There are significant differences to the type of volumes disclosed and the basis from which the volumes are economically determined under the SEC requirements and NI 51-101.  The SEC requires disclosure of net reserves, after royalties, using 12-month average prices and current costs; whereas NI 51-101 requires gross reserves, before royalties, and future net revenue under forecast pricing and costs.  Therefore the difference between the reported numbers under the two disclosure standards can be material.
 
For the purposes of determining proved crude oil and natural gas reserves for SEC requirements as at December 31, 2010 and 2009, the Company used the 12-month average price, as defined by the SEC as the unweighted average price of the first day of the month within the 12-month period prior to the end of the reporting period.
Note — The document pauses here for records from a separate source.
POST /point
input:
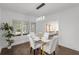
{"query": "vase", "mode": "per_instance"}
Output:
(9, 47)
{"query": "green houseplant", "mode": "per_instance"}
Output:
(8, 33)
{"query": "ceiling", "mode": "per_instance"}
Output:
(30, 8)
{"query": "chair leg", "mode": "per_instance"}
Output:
(30, 50)
(54, 52)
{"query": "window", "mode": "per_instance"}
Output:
(20, 27)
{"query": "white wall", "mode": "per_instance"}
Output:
(69, 27)
(8, 16)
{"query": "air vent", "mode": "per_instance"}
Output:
(40, 6)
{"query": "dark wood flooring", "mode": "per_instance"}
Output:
(24, 49)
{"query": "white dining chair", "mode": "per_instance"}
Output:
(50, 47)
(35, 43)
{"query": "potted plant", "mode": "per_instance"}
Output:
(8, 33)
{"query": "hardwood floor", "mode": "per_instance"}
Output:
(24, 49)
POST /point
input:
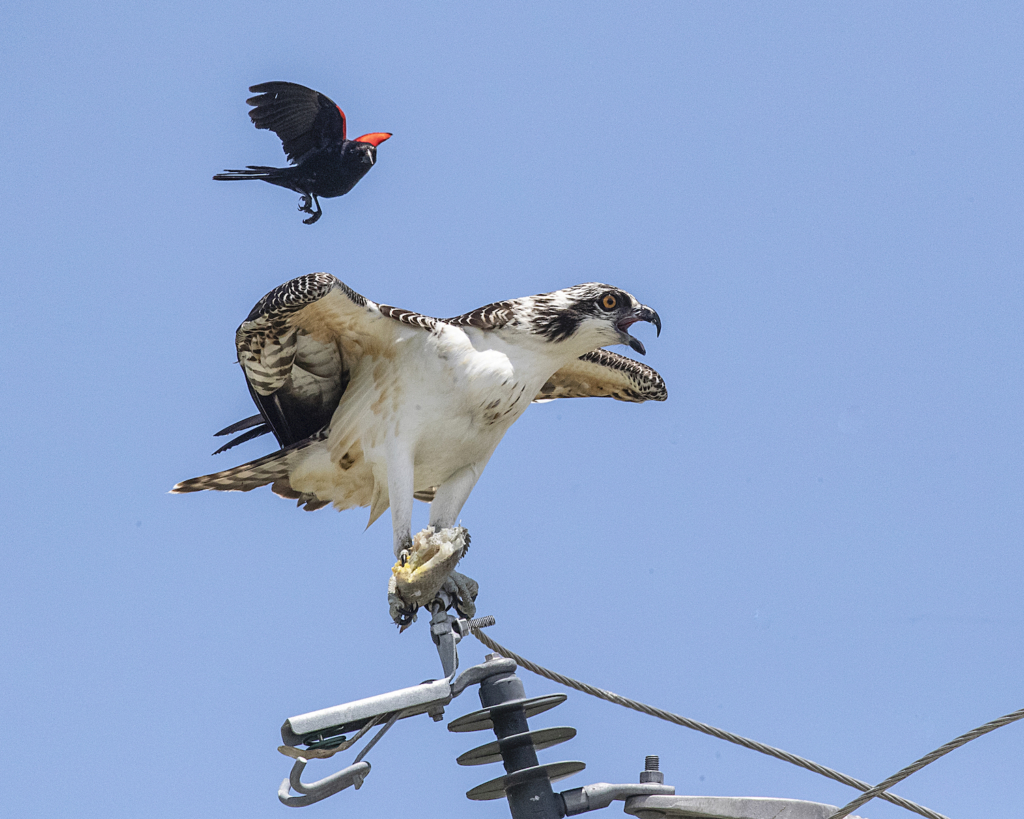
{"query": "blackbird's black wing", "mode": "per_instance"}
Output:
(304, 119)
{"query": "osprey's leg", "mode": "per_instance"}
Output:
(399, 489)
(452, 497)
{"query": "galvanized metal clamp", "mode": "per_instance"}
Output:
(329, 731)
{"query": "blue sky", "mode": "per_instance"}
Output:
(816, 542)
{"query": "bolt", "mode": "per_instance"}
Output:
(650, 772)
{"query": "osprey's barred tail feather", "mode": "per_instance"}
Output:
(260, 472)
(272, 468)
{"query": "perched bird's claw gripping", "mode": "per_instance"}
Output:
(424, 575)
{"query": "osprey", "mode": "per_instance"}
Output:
(375, 405)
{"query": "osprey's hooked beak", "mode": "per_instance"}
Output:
(639, 313)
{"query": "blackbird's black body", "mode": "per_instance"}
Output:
(311, 129)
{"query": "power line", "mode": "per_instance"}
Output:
(685, 722)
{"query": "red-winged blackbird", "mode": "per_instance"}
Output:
(311, 128)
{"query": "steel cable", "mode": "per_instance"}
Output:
(685, 722)
(928, 759)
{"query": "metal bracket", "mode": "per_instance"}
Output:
(446, 631)
(330, 731)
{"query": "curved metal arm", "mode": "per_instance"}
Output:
(321, 789)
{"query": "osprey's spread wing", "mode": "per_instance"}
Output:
(300, 348)
(298, 345)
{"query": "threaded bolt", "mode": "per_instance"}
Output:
(650, 772)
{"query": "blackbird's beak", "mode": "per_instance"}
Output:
(640, 313)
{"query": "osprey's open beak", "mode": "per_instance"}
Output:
(639, 313)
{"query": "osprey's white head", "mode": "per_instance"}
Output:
(585, 316)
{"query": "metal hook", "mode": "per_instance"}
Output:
(329, 785)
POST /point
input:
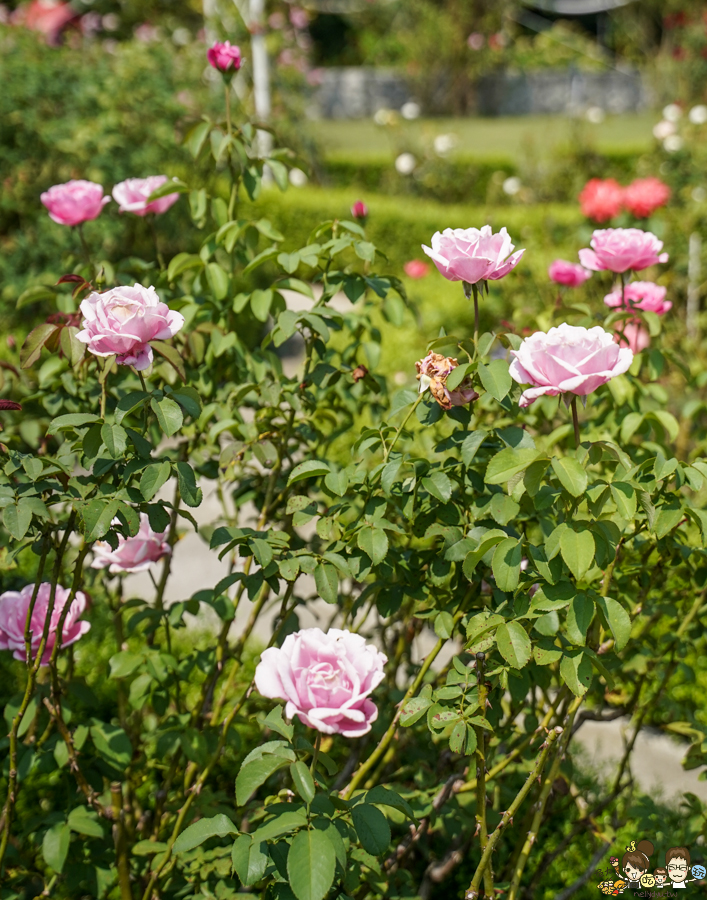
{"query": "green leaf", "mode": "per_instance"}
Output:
(115, 438)
(171, 354)
(617, 619)
(255, 773)
(308, 469)
(55, 846)
(17, 519)
(196, 834)
(506, 564)
(579, 618)
(250, 859)
(85, 821)
(374, 542)
(471, 444)
(571, 475)
(188, 490)
(112, 743)
(181, 262)
(128, 403)
(327, 582)
(169, 415)
(576, 672)
(625, 499)
(35, 340)
(153, 477)
(311, 864)
(414, 709)
(578, 549)
(72, 420)
(507, 463)
(303, 781)
(439, 485)
(371, 827)
(513, 644)
(496, 378)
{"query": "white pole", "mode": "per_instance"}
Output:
(694, 271)
(261, 76)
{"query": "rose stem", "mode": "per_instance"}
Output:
(227, 88)
(84, 245)
(575, 422)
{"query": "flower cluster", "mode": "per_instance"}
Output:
(80, 201)
(602, 199)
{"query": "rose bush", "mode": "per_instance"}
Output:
(487, 575)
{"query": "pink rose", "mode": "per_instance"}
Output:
(432, 373)
(641, 295)
(123, 320)
(224, 57)
(325, 679)
(601, 200)
(359, 210)
(632, 334)
(14, 606)
(570, 274)
(568, 359)
(134, 554)
(74, 202)
(621, 249)
(416, 268)
(644, 195)
(131, 195)
(473, 255)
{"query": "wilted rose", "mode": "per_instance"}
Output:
(325, 679)
(123, 320)
(432, 373)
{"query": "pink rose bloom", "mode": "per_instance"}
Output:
(134, 554)
(131, 195)
(621, 249)
(569, 274)
(644, 195)
(473, 255)
(14, 606)
(416, 268)
(359, 210)
(432, 373)
(601, 200)
(568, 359)
(224, 57)
(123, 320)
(74, 202)
(325, 679)
(633, 334)
(641, 295)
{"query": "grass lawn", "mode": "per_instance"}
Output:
(510, 137)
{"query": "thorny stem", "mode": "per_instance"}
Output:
(473, 891)
(412, 409)
(385, 741)
(575, 423)
(8, 809)
(481, 825)
(542, 800)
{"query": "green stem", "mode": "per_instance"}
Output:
(575, 422)
(473, 891)
(412, 409)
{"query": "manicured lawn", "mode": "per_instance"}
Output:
(511, 137)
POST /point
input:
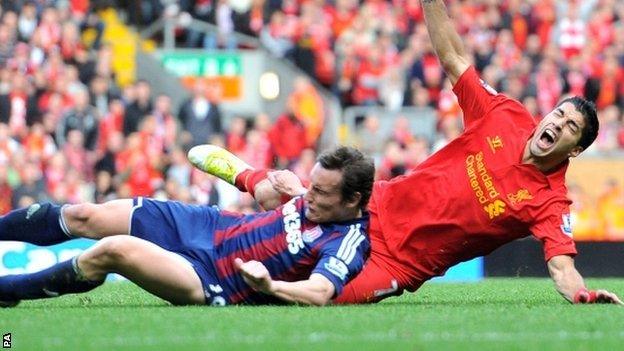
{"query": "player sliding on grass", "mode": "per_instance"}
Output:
(502, 179)
(303, 252)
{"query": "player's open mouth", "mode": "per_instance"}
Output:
(547, 139)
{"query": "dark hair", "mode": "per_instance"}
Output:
(358, 172)
(588, 110)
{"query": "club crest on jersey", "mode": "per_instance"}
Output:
(495, 209)
(292, 226)
(566, 227)
(521, 195)
(309, 235)
(495, 143)
(487, 87)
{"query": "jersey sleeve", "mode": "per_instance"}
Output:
(475, 97)
(555, 231)
(342, 258)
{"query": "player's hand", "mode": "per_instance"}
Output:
(286, 182)
(255, 274)
(598, 296)
(604, 296)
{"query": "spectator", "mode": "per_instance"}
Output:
(201, 115)
(139, 108)
(288, 138)
(82, 117)
(32, 188)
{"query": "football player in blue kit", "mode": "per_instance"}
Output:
(303, 252)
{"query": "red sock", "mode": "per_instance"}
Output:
(247, 179)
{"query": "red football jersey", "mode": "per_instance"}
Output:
(475, 194)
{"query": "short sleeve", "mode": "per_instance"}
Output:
(555, 232)
(475, 97)
(343, 257)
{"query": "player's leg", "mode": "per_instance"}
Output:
(38, 224)
(97, 221)
(158, 271)
(48, 224)
(225, 165)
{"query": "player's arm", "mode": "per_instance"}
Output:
(445, 39)
(569, 283)
(279, 187)
(317, 290)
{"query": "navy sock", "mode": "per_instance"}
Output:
(39, 224)
(62, 278)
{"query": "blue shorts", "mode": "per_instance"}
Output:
(186, 230)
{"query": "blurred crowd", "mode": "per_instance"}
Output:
(600, 218)
(69, 133)
(377, 52)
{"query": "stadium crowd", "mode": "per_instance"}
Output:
(68, 133)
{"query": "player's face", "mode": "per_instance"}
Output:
(557, 135)
(324, 198)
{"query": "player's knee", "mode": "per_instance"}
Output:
(79, 217)
(113, 252)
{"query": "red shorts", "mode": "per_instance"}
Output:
(381, 277)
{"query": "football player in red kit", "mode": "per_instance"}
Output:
(502, 179)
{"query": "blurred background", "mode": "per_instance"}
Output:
(101, 99)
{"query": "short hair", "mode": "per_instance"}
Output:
(588, 110)
(358, 172)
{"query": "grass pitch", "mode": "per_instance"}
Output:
(496, 314)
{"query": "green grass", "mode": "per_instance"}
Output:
(496, 314)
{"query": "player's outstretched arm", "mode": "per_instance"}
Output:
(445, 39)
(317, 290)
(269, 188)
(569, 283)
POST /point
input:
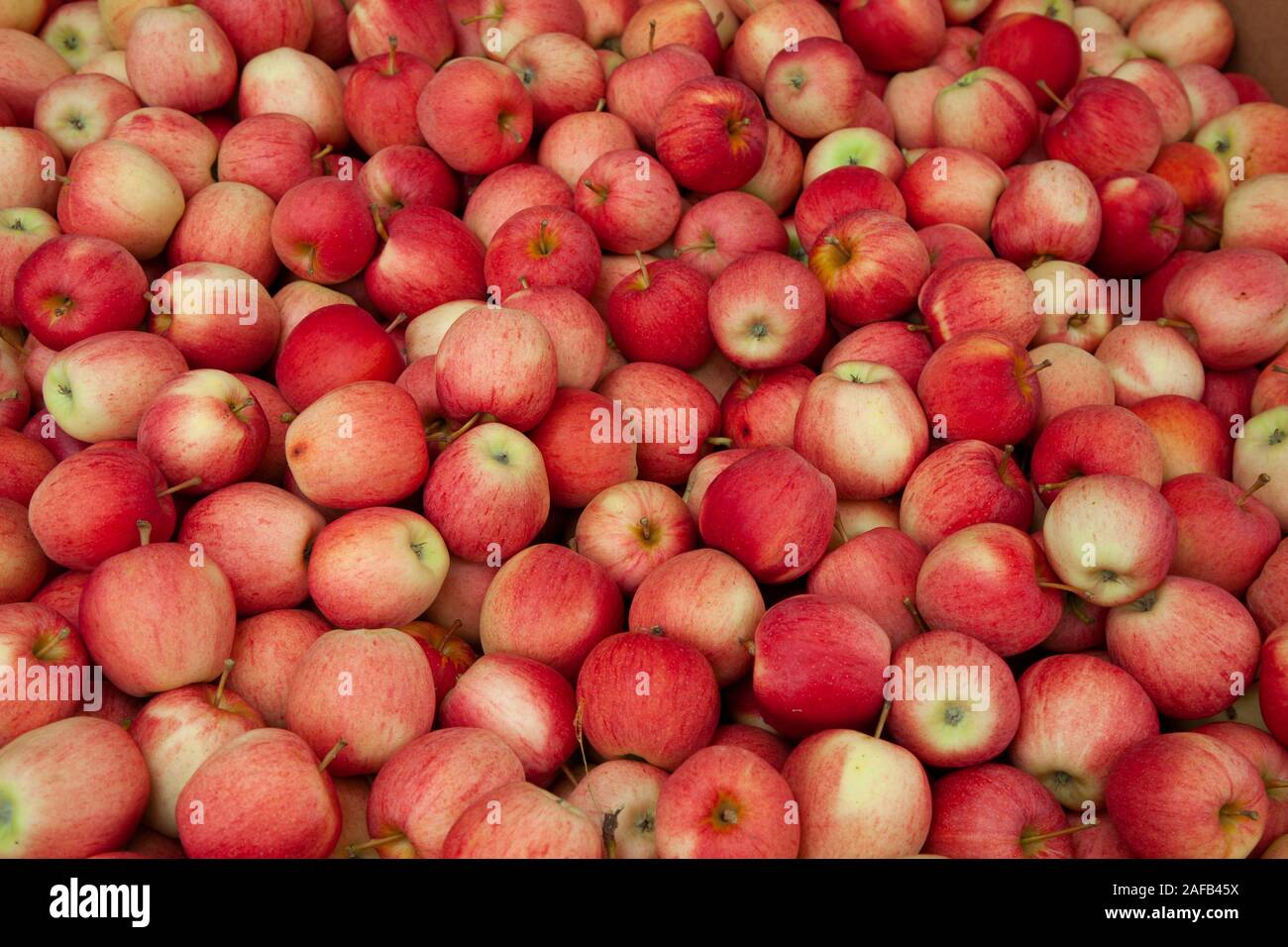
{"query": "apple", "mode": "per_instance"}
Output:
(970, 200)
(871, 265)
(859, 796)
(30, 67)
(1257, 299)
(988, 111)
(954, 725)
(27, 463)
(632, 528)
(488, 492)
(407, 175)
(786, 544)
(574, 142)
(117, 191)
(894, 35)
(535, 825)
(271, 153)
(995, 810)
(640, 86)
(361, 445)
(333, 347)
(993, 582)
(370, 688)
(725, 801)
(711, 134)
(380, 98)
(156, 617)
(837, 421)
(243, 793)
(1188, 643)
(211, 230)
(1048, 210)
(35, 635)
(76, 31)
(1185, 31)
(267, 648)
(426, 785)
(524, 702)
(89, 506)
(1166, 90)
(578, 463)
(98, 388)
(550, 604)
(1073, 761)
(178, 56)
(964, 483)
(1146, 360)
(1095, 440)
(1253, 213)
(760, 408)
(73, 789)
(476, 115)
(631, 689)
(1000, 414)
(979, 294)
(625, 791)
(77, 110)
(643, 395)
(59, 308)
(292, 82)
(176, 732)
(1186, 795)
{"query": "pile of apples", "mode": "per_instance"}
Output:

Prior to December 31, 2009 year end prices and costs were used in the reserves estimates. The Company has used the following 12-month average benchmark prices to determine its 2010 reserves for SEC requirements.
 
Crude Oil and NGLs
     
Natural Gas
 
WTI Cushing Oklahoma
WCS
Edmonton
Par
North Sea
Brent
Edmonton
C5+
Henry Hub
Louisiana
AECO
BC Westcoast
Station 2
(US$/bbl)
(C$/bbl)
(C$/bbl)
(US$/bbl)
(C$/bbl)
(US$/MMbtu)
(C$/MMbtu)
(C$/MMbtu)
79.43
67.40
77.98
79.02
84.43 
4.38 
4.06 
3.92 
 
A foreign exchange rate of US$0.967/C$1.00 was used in the 2010 evaluation.
 
NET PROVED CRUDE OIL AND NATURAL GAS RESERVES
 
The Company retains Independent Qualified Reserves Evaluators to evaluate the Company’s proved crude oil and natural gas reserves.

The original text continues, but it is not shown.